Does this mean then that you need to keep the motorhome charger turned off whilst you are on electric hook up. We use electric hook up on a site in England (apr - Jun and sep - nov) hen you would expect to use more power. In summer we are away not usually on EHU and might stay a week or more in some places or might move 10 miles down the road if it takes our fancy. In nov we go to Spain and hopefully Morocco where we might stay at Agadir poss a month without moving All our equipment is either 12v or low power so we have a 150w inverter.
anna


----------



## camoyboy (May 9, 2005)

*Re: ctek charger*



kevanna1959 said:


> Does this mean then that you need to keep the motorhome charger turned off whilst you are on electric hook up.

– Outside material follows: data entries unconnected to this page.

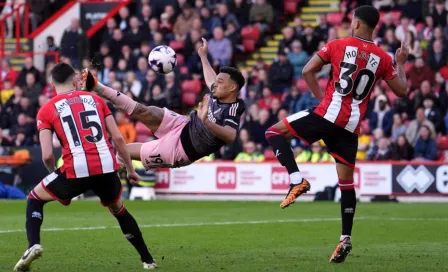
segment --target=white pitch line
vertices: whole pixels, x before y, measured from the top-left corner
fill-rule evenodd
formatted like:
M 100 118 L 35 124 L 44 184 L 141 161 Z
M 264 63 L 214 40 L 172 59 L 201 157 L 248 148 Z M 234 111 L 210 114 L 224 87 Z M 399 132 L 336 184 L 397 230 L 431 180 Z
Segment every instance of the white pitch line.
M 258 220 L 258 221 L 224 221 L 224 222 L 198 222 L 198 223 L 175 223 L 175 224 L 150 224 L 140 225 L 140 228 L 172 228 L 172 227 L 201 227 L 201 226 L 225 226 L 225 225 L 260 225 L 275 223 L 311 223 L 339 221 L 340 218 L 304 218 L 304 219 L 280 219 L 280 220 Z M 355 217 L 355 220 L 377 220 L 377 221 L 448 221 L 448 218 L 406 218 L 406 217 Z M 72 231 L 72 230 L 104 230 L 118 229 L 119 226 L 95 226 L 77 228 L 45 228 L 41 231 Z M 0 234 L 25 232 L 24 229 L 0 230 Z

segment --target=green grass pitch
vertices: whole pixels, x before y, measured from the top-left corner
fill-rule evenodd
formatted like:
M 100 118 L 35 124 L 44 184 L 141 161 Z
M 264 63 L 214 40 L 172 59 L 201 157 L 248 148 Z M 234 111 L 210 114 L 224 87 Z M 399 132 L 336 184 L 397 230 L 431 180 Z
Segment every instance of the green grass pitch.
M 158 271 L 448 271 L 447 204 L 358 204 L 353 251 L 330 264 L 339 204 L 127 202 Z M 25 201 L 0 202 L 0 271 L 26 249 Z M 143 271 L 107 209 L 96 201 L 46 205 L 39 272 Z M 104 227 L 104 228 L 101 228 Z M 90 229 L 88 229 L 90 228 Z M 6 232 L 10 231 L 10 232 Z

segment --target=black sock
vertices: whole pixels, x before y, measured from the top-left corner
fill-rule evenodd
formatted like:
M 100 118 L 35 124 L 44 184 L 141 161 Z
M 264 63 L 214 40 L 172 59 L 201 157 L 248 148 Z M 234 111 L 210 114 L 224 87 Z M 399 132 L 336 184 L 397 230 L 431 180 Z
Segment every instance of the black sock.
M 341 190 L 342 235 L 352 235 L 353 217 L 356 210 L 355 189 Z
M 266 140 L 272 146 L 280 164 L 286 167 L 289 174 L 299 172 L 299 167 L 297 166 L 291 146 L 283 135 L 271 127 L 266 131 Z
M 40 244 L 40 227 L 44 220 L 45 201 L 28 198 L 26 205 L 26 236 L 28 248 Z
M 152 263 L 154 259 L 152 258 L 148 248 L 146 247 L 142 233 L 134 217 L 125 208 L 123 208 L 123 211 L 120 212 L 120 214 L 114 214 L 114 216 L 115 218 L 117 218 L 118 223 L 120 224 L 121 231 L 123 232 L 124 237 L 128 239 L 128 241 L 140 254 L 142 262 Z

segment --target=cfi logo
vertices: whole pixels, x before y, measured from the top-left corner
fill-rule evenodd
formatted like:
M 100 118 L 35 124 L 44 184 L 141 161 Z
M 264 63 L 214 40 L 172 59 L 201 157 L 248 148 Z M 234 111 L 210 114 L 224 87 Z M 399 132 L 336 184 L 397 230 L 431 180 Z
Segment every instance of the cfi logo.
M 397 182 L 407 193 L 417 190 L 423 194 L 434 182 L 434 176 L 423 165 L 417 169 L 408 165 L 397 176 Z
M 324 46 L 324 47 L 322 47 L 322 49 L 321 49 L 322 51 L 324 51 L 324 52 L 327 52 L 327 47 L 326 46 Z
M 170 188 L 170 169 L 159 168 L 156 172 L 156 189 Z
M 236 168 L 233 166 L 221 166 L 216 168 L 216 188 L 236 189 Z
M 272 190 L 289 189 L 289 174 L 284 167 L 272 167 L 271 188 Z

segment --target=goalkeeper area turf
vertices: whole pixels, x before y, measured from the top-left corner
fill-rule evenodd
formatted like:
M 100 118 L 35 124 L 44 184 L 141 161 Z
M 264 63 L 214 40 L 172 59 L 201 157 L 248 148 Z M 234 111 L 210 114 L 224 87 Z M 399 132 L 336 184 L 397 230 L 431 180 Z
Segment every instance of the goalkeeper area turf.
M 0 271 L 27 247 L 26 201 L 0 201 Z M 358 203 L 353 251 L 330 264 L 338 203 L 127 201 L 157 271 L 448 271 L 448 204 Z M 144 271 L 98 201 L 44 208 L 43 257 L 31 271 Z

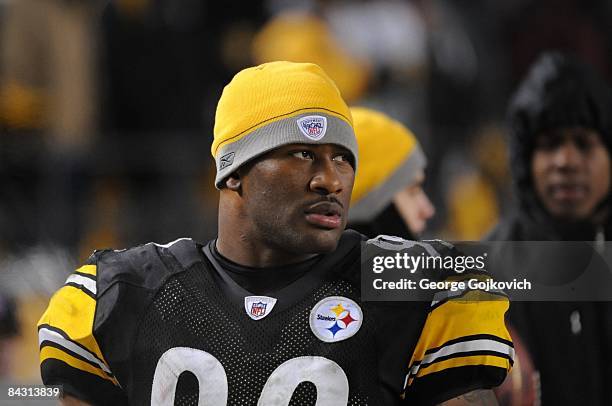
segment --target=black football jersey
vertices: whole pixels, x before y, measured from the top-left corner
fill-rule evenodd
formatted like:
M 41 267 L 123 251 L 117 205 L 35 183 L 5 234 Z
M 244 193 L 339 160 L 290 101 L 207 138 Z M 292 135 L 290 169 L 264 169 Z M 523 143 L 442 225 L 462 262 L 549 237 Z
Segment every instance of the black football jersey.
M 96 251 L 39 322 L 43 381 L 95 405 L 215 406 L 435 404 L 500 384 L 507 300 L 363 302 L 363 240 L 346 231 L 270 296 L 219 269 L 214 242 Z

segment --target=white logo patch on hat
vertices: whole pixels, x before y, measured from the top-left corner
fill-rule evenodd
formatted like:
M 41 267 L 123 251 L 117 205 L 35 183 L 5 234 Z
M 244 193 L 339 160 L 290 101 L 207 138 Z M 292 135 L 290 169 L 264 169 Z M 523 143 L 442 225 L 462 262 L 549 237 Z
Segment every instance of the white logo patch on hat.
M 306 116 L 298 118 L 297 126 L 306 136 L 313 141 L 318 141 L 327 131 L 327 118 L 323 116 Z
M 276 299 L 269 296 L 246 296 L 244 298 L 244 310 L 253 320 L 261 320 L 266 317 L 276 304 Z
M 318 339 L 335 343 L 354 336 L 361 328 L 363 312 L 353 300 L 330 296 L 310 311 L 310 329 Z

 No, the mains charger can be used as normal. The Ctek switches to solar when the engine is turned off, so if there is any sun your onboard charger will have less to do to keep the batteries topped up.

As mentioned earlier, it is a fit and forget piece of equipment, that replaces your standard split charge system and solar regulator for a more sophisticated and efficient unit, ensuring all batteries are properly charged and maintained.

Colin


----------



## Christine600 (Jan 20, 2011)

No, Anna. You can use EHU. When I drive I charge with the Ctek 250S Dual. When I am at aires or campsites I use EHU if I like.

But then the Dual part on my Ctek means I have 3 solar panels on the roof connected to the Ctek. Whick means that I mostly don't need EHU on site either. Except when it rains for days.


----------



## kevanna1959 (Apr 5, 2010)

That's what I wanted to hear, it will help charge the batteries a bit faster and help our 2 80w panels when the weather is not too good thanks everyone 
Anna


----------